Ayo Adaranijo, University of Texas School of Law, Class of 2022
Co-Executive Director 2020-2021
As Executive Director of External Affairs, I manage teams and collaborate with the other directors on projects. I manage the day to day operations of the organization. I come up with and implement ideas for the organization and to push forward our values and mission. I work to build relationships outside the law school (with main campus, law firms, non-profits, and lawyers) to help create changes within the law school, our local community, and the legal system. My goal is to make sure LS4BL has the right resources outside of the law school. I co-founded LS4BL because- a) non-productive grieving is exhausting for me. I needed to do something, long term, that will help me channel all the frustration I was feeling with the legal system. b) I am a law student, and that's a privilege. It's important for individuals to always recognize the privilege we have and use it for good. I split my summer between Jones Day and Sidley Austin. I mostly worked on transactional/corporate law matters. I had the chance to work on projects related to COVID-19 and how contracts will be treated given the unprecedented pandemic and governmental orders. It may sound boring but I love that stuff lol. I hope to work on some emerging enterprises pro bono projects this summer and give back to communities that are important to me. I am reading a lot of African literature (fiction and non-fiction). I am currently reading "Welcome to Lagos" a book about soldiers who deserted the Nigerian army because their commander was giving inhumane orders.

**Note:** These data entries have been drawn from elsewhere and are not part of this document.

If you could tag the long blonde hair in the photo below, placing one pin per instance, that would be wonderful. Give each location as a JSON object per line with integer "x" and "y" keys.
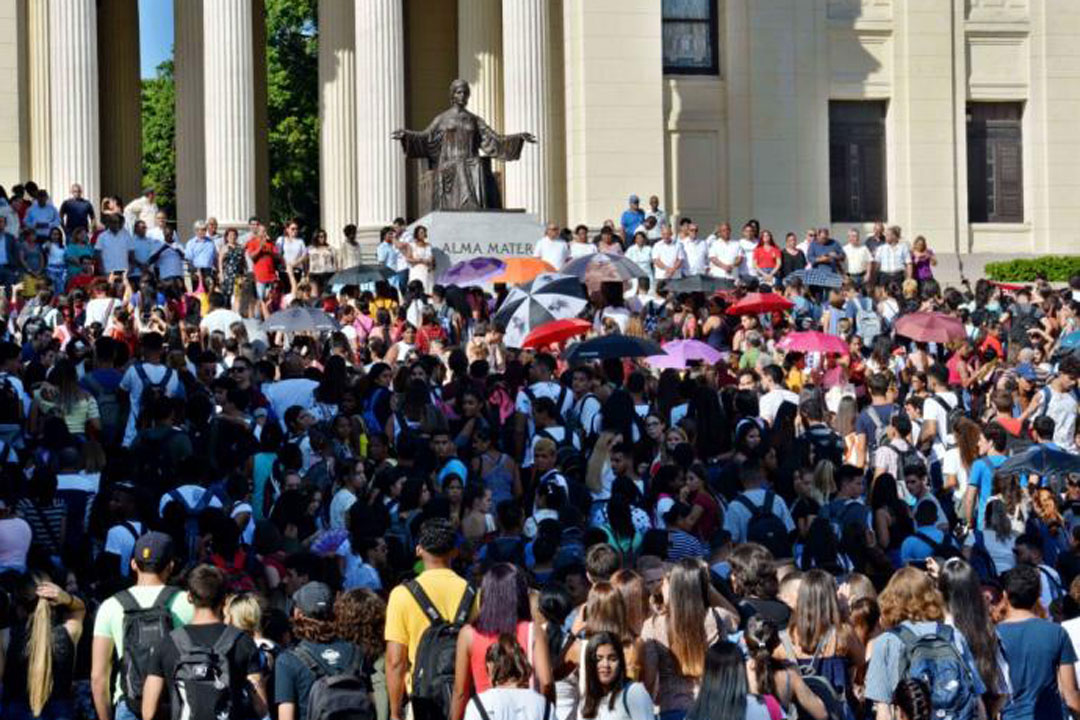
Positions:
{"x": 39, "y": 651}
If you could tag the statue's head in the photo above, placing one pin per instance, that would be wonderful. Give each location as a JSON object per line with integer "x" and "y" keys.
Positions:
{"x": 459, "y": 93}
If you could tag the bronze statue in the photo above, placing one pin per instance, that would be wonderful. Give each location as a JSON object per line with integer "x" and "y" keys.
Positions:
{"x": 459, "y": 177}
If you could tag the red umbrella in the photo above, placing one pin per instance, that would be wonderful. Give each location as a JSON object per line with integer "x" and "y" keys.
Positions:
{"x": 812, "y": 341}
{"x": 755, "y": 303}
{"x": 556, "y": 330}
{"x": 930, "y": 327}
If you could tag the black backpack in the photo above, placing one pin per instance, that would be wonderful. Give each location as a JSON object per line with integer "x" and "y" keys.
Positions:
{"x": 202, "y": 682}
{"x": 143, "y": 629}
{"x": 765, "y": 528}
{"x": 337, "y": 694}
{"x": 433, "y": 671}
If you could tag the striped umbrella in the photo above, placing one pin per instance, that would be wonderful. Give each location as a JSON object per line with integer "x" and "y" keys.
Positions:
{"x": 545, "y": 298}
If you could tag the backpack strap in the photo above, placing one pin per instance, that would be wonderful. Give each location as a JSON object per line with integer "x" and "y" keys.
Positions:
{"x": 427, "y": 607}
{"x": 483, "y": 711}
{"x": 464, "y": 607}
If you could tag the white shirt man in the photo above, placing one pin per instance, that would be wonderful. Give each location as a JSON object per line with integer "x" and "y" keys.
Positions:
{"x": 669, "y": 257}
{"x": 697, "y": 255}
{"x": 551, "y": 248}
{"x": 725, "y": 256}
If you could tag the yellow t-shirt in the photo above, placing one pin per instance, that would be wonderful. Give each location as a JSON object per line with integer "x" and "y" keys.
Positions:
{"x": 406, "y": 622}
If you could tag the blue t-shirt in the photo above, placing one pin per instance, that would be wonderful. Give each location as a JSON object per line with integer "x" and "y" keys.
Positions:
{"x": 1035, "y": 649}
{"x": 982, "y": 479}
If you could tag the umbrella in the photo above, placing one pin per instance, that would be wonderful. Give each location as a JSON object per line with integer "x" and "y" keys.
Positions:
{"x": 678, "y": 354}
{"x": 818, "y": 277}
{"x": 612, "y": 345}
{"x": 812, "y": 341}
{"x": 472, "y": 271}
{"x": 755, "y": 303}
{"x": 548, "y": 297}
{"x": 556, "y": 331}
{"x": 299, "y": 318}
{"x": 699, "y": 284}
{"x": 603, "y": 268}
{"x": 930, "y": 327}
{"x": 522, "y": 270}
{"x": 1041, "y": 460}
{"x": 361, "y": 274}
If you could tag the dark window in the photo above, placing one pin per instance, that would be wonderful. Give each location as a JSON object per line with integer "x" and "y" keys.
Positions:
{"x": 856, "y": 179}
{"x": 689, "y": 37}
{"x": 995, "y": 162}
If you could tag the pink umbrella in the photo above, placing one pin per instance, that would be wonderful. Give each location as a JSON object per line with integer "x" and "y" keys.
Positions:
{"x": 679, "y": 353}
{"x": 812, "y": 341}
{"x": 930, "y": 327}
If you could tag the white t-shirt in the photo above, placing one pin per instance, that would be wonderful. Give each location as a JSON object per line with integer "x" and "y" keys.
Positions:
{"x": 727, "y": 253}
{"x": 509, "y": 704}
{"x": 552, "y": 252}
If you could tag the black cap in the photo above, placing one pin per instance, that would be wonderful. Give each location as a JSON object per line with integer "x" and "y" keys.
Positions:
{"x": 314, "y": 600}
{"x": 153, "y": 548}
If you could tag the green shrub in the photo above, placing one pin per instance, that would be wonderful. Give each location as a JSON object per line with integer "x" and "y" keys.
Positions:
{"x": 1054, "y": 268}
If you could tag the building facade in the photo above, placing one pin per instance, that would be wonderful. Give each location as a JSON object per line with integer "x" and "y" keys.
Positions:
{"x": 955, "y": 119}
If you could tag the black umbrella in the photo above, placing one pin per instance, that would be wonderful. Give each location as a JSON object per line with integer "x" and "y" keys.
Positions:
{"x": 698, "y": 284}
{"x": 612, "y": 345}
{"x": 1041, "y": 460}
{"x": 362, "y": 274}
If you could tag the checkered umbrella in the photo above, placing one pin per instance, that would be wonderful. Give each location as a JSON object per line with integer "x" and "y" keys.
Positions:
{"x": 545, "y": 298}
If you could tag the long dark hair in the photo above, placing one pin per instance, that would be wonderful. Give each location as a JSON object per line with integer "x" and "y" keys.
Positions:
{"x": 724, "y": 688}
{"x": 504, "y": 600}
{"x": 962, "y": 591}
{"x": 594, "y": 690}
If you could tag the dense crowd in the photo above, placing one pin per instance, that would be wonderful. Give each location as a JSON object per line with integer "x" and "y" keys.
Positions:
{"x": 850, "y": 492}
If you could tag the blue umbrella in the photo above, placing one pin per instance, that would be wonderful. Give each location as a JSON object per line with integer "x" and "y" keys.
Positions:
{"x": 1041, "y": 460}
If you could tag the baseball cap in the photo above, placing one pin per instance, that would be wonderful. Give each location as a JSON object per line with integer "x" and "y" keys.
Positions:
{"x": 1026, "y": 371}
{"x": 314, "y": 600}
{"x": 152, "y": 548}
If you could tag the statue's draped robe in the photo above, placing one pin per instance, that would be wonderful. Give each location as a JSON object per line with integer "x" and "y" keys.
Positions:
{"x": 461, "y": 179}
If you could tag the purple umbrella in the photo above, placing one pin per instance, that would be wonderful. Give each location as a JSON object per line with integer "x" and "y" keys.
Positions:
{"x": 472, "y": 271}
{"x": 678, "y": 353}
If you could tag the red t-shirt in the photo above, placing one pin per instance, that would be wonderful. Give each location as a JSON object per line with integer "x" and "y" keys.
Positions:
{"x": 262, "y": 259}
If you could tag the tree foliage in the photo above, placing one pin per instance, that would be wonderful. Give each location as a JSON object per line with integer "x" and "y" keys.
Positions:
{"x": 159, "y": 136}
{"x": 293, "y": 110}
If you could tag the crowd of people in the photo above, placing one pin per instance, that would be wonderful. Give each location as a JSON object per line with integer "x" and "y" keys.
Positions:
{"x": 406, "y": 517}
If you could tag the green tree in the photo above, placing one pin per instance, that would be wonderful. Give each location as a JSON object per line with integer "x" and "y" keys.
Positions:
{"x": 293, "y": 110}
{"x": 159, "y": 136}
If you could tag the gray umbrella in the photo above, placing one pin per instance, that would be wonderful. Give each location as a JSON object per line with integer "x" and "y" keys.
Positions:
{"x": 300, "y": 318}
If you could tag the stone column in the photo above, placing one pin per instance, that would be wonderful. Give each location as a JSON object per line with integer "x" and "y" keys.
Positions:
{"x": 72, "y": 76}
{"x": 41, "y": 170}
{"x": 337, "y": 113}
{"x": 480, "y": 56}
{"x": 190, "y": 123}
{"x": 527, "y": 85}
{"x": 229, "y": 111}
{"x": 380, "y": 87}
{"x": 121, "y": 89}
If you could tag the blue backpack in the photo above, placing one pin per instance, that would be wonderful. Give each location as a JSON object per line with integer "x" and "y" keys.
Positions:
{"x": 934, "y": 660}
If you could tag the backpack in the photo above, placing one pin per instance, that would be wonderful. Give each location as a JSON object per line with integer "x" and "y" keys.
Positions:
{"x": 547, "y": 706}
{"x": 433, "y": 670}
{"x": 11, "y": 403}
{"x": 345, "y": 695}
{"x": 143, "y": 629}
{"x": 765, "y": 528}
{"x": 867, "y": 322}
{"x": 981, "y": 560}
{"x": 935, "y": 661}
{"x": 111, "y": 409}
{"x": 152, "y": 392}
{"x": 831, "y": 697}
{"x": 202, "y": 683}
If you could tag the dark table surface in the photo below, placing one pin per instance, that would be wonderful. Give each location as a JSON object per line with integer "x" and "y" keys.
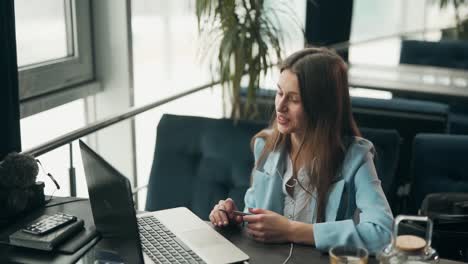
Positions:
{"x": 258, "y": 252}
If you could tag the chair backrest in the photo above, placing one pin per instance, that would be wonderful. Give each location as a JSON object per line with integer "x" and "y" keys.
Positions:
{"x": 198, "y": 161}
{"x": 387, "y": 146}
{"x": 440, "y": 164}
{"x": 445, "y": 53}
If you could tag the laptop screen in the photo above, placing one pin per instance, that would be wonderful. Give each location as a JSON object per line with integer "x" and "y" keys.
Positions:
{"x": 111, "y": 203}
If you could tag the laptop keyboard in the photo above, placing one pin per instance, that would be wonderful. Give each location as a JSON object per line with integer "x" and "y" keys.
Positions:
{"x": 161, "y": 245}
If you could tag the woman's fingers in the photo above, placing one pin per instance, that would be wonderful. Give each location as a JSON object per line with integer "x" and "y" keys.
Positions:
{"x": 222, "y": 213}
{"x": 257, "y": 235}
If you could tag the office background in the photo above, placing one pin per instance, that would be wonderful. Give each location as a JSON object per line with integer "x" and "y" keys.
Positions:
{"x": 82, "y": 61}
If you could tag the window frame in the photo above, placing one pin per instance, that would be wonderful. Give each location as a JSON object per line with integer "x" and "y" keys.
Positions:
{"x": 57, "y": 81}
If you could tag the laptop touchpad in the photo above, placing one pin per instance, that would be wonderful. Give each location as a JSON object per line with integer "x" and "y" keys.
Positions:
{"x": 202, "y": 238}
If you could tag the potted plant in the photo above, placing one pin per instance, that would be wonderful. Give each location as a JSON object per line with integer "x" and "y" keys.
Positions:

Next on my list is "A place for us". Other orgs- TMLS, SBA, and the Southwest BLSA.
Sheela Ranganathan, University of Texas School of Law, Class of 2022
Chief of Staff 2020-2021
My role is to help Ayo and Alyssa to execute their vision for the group, primarily by taking some of the logistics and administrative burden off their plates. They are both incredible leaders and I would 1000% be their chief of staff if they ran for president someday.
I got involved with LS4BL because I was searching for ways to use my privilege as a law student. We can’t do much with a year of 1L classes, but we can at least come together and advocate for change within our own campus and city. It doesn’t matter whether we want to work in big law, public interest, or government in the long run—I think regardless, every lawyer and law student should be mindful of 1) how we are players in a system that was built to perpetuate racial disparities and 2) what tangible actions we can incorporate into our legal practice to break that system down.
This summer, I split between clerking at Jackson Walker and researching legal issues for Rep. Mary González. My hobbies include CrossFit, singing, and petting my dog. Aside from LS4BL, I’m an incoming Dean’s Fellow and VP of APALSA.